Asynchronous busses are used to provide very high speed transfers of information between I/O devices and host computers. Unlike synchronous busses, which rely on a central clock for controlling data exchanges and are thus bandwidth limited by the clock speed, asynchronous busses have no central clock associated with them that I/O devices and host computer I/O modules might use for generating bus transfer signals. Asynchronous busses rely instead on "handshake" signalling. Asynchronous bus speeds are limited only by the speed at which these handshake signals are exchanged.
For an asynchronous bus interface such as the IEEE 896.1-1991 Futurebus+ interface, transfers are divided into phases separated by handshakes. The first phase of a cycle is typically an address/command phase. The bus "master" requesting information asserts address and command information on the bus, and drives an address strobe signal indicating valid information. The "slave" device recognizes the assertion of the address strobe, examines the address/command information on the bus, and asserts an address "handshake" signal to the master indicating that it has received the information, thus setting up a bus "connection". The master then enters a data phase. The master asserts a data strobe signal to the slave, indicating that either data is available on the bus for the slave to latch, or that the master is ready to receive data from the slave. The slave either reads or asserts data on the bus, and releases a corresponding data handshake signal to indicate it has finished. Multiple data transfers may occur during the data phase of a single bus connection.

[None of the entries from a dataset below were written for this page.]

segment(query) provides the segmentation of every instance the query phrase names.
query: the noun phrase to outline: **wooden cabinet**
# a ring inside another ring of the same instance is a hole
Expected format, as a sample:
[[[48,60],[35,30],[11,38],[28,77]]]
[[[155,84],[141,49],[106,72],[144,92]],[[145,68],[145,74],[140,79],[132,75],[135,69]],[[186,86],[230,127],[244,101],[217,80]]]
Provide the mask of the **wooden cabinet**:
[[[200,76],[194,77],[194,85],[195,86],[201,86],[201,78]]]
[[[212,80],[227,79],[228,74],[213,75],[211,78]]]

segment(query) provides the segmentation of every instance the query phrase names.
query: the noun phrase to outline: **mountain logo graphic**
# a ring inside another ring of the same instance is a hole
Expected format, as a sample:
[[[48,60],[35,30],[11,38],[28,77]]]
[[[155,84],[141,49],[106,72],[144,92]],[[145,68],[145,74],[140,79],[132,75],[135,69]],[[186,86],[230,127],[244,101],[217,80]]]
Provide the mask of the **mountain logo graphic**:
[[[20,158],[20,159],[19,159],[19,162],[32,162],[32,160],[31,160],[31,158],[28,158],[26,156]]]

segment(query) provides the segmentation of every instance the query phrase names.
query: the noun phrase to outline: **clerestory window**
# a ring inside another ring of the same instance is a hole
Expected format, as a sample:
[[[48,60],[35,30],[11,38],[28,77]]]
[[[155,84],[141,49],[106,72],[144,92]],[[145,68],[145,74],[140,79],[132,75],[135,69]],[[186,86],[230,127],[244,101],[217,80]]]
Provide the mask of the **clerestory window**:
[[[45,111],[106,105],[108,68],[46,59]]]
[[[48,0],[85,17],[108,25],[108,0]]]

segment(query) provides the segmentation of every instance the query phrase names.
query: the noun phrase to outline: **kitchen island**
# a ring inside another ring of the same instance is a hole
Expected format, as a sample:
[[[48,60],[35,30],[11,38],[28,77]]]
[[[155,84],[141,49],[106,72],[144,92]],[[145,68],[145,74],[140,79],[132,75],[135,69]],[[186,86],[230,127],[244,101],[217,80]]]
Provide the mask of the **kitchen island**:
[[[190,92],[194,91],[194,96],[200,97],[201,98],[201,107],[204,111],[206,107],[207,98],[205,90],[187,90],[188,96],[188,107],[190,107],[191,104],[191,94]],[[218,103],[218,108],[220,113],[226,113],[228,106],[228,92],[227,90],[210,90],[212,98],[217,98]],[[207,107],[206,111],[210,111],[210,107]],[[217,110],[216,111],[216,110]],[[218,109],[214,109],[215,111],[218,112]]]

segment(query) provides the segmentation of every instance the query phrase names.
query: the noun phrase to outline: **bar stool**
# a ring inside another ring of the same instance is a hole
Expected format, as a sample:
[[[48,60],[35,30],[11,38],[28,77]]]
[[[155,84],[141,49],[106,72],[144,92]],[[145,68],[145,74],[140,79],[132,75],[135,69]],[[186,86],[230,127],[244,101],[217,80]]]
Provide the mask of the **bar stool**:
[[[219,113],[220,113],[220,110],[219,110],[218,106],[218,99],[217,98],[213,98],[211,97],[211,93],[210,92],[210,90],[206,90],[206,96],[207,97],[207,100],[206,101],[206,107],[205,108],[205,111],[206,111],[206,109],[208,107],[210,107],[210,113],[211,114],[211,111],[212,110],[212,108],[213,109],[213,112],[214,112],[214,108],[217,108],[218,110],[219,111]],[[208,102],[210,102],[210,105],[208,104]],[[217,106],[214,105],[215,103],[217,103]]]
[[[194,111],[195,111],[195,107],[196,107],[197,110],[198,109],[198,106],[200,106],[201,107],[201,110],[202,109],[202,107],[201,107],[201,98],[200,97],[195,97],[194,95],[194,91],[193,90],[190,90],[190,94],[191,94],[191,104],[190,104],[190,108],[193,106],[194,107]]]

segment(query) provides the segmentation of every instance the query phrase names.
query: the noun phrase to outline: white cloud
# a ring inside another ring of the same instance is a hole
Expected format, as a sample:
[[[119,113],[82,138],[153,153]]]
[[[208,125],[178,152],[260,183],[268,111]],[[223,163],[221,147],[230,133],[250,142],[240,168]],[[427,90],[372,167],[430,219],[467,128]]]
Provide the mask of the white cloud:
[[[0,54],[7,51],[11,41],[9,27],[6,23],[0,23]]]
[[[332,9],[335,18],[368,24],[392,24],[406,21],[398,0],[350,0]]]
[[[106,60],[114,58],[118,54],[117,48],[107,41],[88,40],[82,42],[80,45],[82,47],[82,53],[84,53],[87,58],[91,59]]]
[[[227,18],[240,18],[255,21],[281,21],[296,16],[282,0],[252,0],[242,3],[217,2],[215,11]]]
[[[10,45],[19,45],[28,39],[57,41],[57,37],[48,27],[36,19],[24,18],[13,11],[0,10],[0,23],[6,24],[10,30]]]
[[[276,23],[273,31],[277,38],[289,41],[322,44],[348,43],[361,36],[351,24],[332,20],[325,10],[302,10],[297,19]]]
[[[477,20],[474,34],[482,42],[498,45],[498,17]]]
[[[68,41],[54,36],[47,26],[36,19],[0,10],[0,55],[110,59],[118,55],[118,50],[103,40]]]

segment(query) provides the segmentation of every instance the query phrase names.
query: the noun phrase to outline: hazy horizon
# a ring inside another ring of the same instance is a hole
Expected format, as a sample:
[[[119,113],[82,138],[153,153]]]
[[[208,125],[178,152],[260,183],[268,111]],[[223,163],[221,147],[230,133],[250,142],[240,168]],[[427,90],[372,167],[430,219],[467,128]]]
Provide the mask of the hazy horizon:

In order to maintain maximum bus throughput, the slave must generate data handshake signals as quickly as possible. The slave, however, is also responsible for generating local strobes to strobe data to and from the module after taking appropriate propagation delays into account. During a read, the slave must wait to generate the local read strobe for latching the data until the data has propagated from the slave to the bus. The data handshake must be correspondingly delayed. Likewise, during a write, the slave must wait to generate a local write strobe until the data has propagated from the master to the slave. The data handshake for the write must also be correspondingly delayed. These propagation delays vary depending on output driver enable times, input driver hold times, and on the number of bus transceivers the data must propagate through for a given transfer. In particular, where a master of one bus width is communicating with a slave of a different bus width, bus switching delays are incurred on some of the data transfers during a single data phase, resulting in variable beat delays for one data phase.
In many typical asynchronous bus interface designs, logic is provided to delay data strobe generation and handshakes on all transfers for as long as the longest possible transfer time that might be required for a given data transfer. This method is relatively simple to implement, and guarantees that data will always be valid when latched. However, this method is disadvantageous because valuable time is wasted by handshaking all other data transfers at speeds slower than the actual hardware capability allows, thus decreasing I/O bandwidth and throughput.
Other asynchronous bus interface designs may employ synchronous state machines to vary the timing of the local strobes and handshake signals for a given transfer. These synchronous machines must rely on a local module clock, since there is no central bus clock. Hence, a master handshake signals must be re-synchronized to the local clock, also wasting valuable time. Also, as asynchronous bus transfer speeds increase, the clock speed needed to supply a reasonable transfer time with minimal synchronization delay becomes impractical in terms of noise and metastability considerations.
Therefore, for asynchronous bus interfaces in which propagation delays may vary depending on cycle type, it is desireable to provide asynchronous logic for generating asynchronous bus strobes and handshake signals on an individual basis depending upon the propagation delay incurred for a given data transfer during a bus transaction, in order to minimize transaction times and increase bus bandwidth and throughput.